MobileRead Forums - View Single Post

SBT · 12-04-2011, 04:12 PM

Thanks for feedback, Jellby and DiapDealer. I’ve updated the function accordingly. Good proofreading patterns are probably worthy a thread of their own.

Anyhow, on to todays task:
When proofreading an OCR text, it’s a necessity to have the scanned page images side by side with the text. Of course you can open the djvu/pdf file in a viewer and the text in a separate editor, but it is a trifle tiresome to hop back and forth between them to synchronize page viewing. In a previous post I presented a script to combine the images and text in an HTML table, which then could be imported into LibreOffice and edited there.
A slightly revised version is shown below.
First, a directory is filled with the page images extracted from the djvu-file. As this is a time-consuming operation, it is devolved to a separate function. This version assumes the book is less than 1000 pages. It also scales down the image, and clips it.

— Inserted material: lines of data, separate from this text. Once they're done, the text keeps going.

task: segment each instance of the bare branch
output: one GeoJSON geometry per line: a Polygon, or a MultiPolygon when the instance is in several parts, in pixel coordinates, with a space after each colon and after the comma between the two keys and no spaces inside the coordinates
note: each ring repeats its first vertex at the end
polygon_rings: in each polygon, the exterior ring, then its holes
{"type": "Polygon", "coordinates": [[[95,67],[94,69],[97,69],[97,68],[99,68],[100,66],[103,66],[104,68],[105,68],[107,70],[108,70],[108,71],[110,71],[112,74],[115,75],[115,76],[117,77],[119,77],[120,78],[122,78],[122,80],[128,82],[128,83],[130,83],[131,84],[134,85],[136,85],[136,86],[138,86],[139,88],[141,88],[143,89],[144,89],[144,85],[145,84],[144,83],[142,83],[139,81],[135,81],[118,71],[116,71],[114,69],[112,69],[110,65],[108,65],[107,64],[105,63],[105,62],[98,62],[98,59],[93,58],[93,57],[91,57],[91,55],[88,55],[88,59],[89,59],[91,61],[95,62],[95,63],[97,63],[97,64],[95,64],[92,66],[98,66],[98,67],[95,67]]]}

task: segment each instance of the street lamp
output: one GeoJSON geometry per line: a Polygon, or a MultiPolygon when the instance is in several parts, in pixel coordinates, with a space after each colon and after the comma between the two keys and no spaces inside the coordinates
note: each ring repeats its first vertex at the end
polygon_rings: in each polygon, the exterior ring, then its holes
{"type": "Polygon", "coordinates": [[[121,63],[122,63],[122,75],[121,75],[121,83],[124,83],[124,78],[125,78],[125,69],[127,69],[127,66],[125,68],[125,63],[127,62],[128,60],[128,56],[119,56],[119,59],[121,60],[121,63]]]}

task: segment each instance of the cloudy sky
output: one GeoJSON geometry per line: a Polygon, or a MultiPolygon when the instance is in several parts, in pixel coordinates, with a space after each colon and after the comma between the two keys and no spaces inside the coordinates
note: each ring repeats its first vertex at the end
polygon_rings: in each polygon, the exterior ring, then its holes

This clipping is probably book-dependent, and the coordinates are probably possible to extract from the djvu-file, but finding out how is on the TODO list.
Required tools: netpbm and cjpeg.

Code:

function extractpagescans {
# Usage: extractpagescans <djvufile>. 
# Creates a jpeg-file of each page, and stores it in directory "pages"
   mkdir pages
   n=$(djvused $1 -e 'n')
   for x in $(seq $n)
   do
      ddjvu  -format=ppm -page=$x -segment=1700x2850+200+200 $1 - |pnmscale 0.5 | cjpeg -quality 35 -smooth 50  -scale "1/2" -optimize>$(printf "pages/%3.3d.jpg" $x)
   echo $x
   done
}

Then the HTML file is constructed. The text on each page is enclosed between <pre></pre> tags to preserve line breaks and other formatting.

Code:

function makeproofreadhtml {
#Usage: makeproofreadhtml <textfile>
#creates a html file with a two-column table, page scans to the left, OCR text t
o the right.
   imgdir=pages
   awk  -v img="$(basename $imgdir)" '
      BEGIN {
         # Set form feed (new page) control character as record separator
         RS="%P"
         charset="utf8"
         # html header 
         print "<!DOCTYPE html PUBLIC \"-//W3C//DTD XHTML 1.1//EN\" \"http://www.w3.org/TR/xhtml11/DTD/xhtml11.dtd\">\n\
         <html xmlns=\"http://www.w3.org/1999/xhtml\">\n\
         <head>\n\
         <meta http-equiv=\"content-type\" content=\"text/html; charset="charset"\" />\n\
         </head>\n\
         <body>\n\
         <table>"
      }
      
      {
         # substitute <,>,& characters with html codes
         gsub("&","&amp;")
         gsub("<","&lt;")
         gsub(">","&gt;")
         # add scan image in left column
         print "<tr><td>"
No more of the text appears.